STAT3-RXR-Nrf2 activates systemic redox and energy homeostasis upon steep decline in pO(2) gradient

Hypobaric hypoxia elicits several patho-physiological manifestations, some of which are known to be lethal. Among various molecular mechanisms proposed so far, perturbation in redox state due to imbalance between radical generation and antioxidant defence is promising. These molecular events are also related to hypoxic status of cancer cells and therefore its understanding has extended clinical advantage beyond high altitude hypoxia. In present study, however, the focus was to understand and propose a model for rapid acclimatization of high altitude visitors to enhance their performance based on molecular changes. We considered using simulated hypobaric hypoxia at some established thresholds of high altitude stratification based on known physiological effects. Previous studies have focused on the temporal aspect while overlooking the effects of varying pO(2) levels during exposure to hypobaric hypoxia.

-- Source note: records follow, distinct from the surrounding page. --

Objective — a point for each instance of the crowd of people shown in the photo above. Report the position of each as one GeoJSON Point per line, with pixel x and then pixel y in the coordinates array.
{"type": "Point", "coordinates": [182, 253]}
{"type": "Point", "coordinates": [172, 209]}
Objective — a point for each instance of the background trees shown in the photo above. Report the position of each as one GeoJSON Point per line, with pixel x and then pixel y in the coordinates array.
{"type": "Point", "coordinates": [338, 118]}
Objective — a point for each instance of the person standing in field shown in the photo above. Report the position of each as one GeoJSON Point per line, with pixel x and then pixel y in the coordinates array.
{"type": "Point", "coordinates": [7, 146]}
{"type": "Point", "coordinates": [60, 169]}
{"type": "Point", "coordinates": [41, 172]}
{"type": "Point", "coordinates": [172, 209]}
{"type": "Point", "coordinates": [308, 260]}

The pO(2) levels, indicative of altitude, are crucial to redox homeostasis and can be the limiting factor during acclimatization to hypobaric hypoxia. In this study we present the effects of acute (24 h) exposure to high (3049 m; pO(2): 71 kPa), very high (4573 m; pO(2): 59 kPa) and extreme altitude (7620 m; pO(2): 40 kPa) zones on lung and plasma using semi-quantitative redox specific transcripts and quantitative proteo-bioinformatics workflow in conjunction with redox stress assays. It was observed that direct exposure to extreme altitude caused 100% mortality, which turned into high survival rate after pre-exposure to 59 kPa, for which molecular explanation were also found. The pO(2) of 59 kPa (very high altitude zone) elicits systemic energy and redox homeostatic processes by modulating the STAT3-RXR-Nrf2 trio. Finally we posit the various processes downstream of STAT3-RXR-Nrf2 and the plasma proteins that can be used to ascertain the redox status of an individual.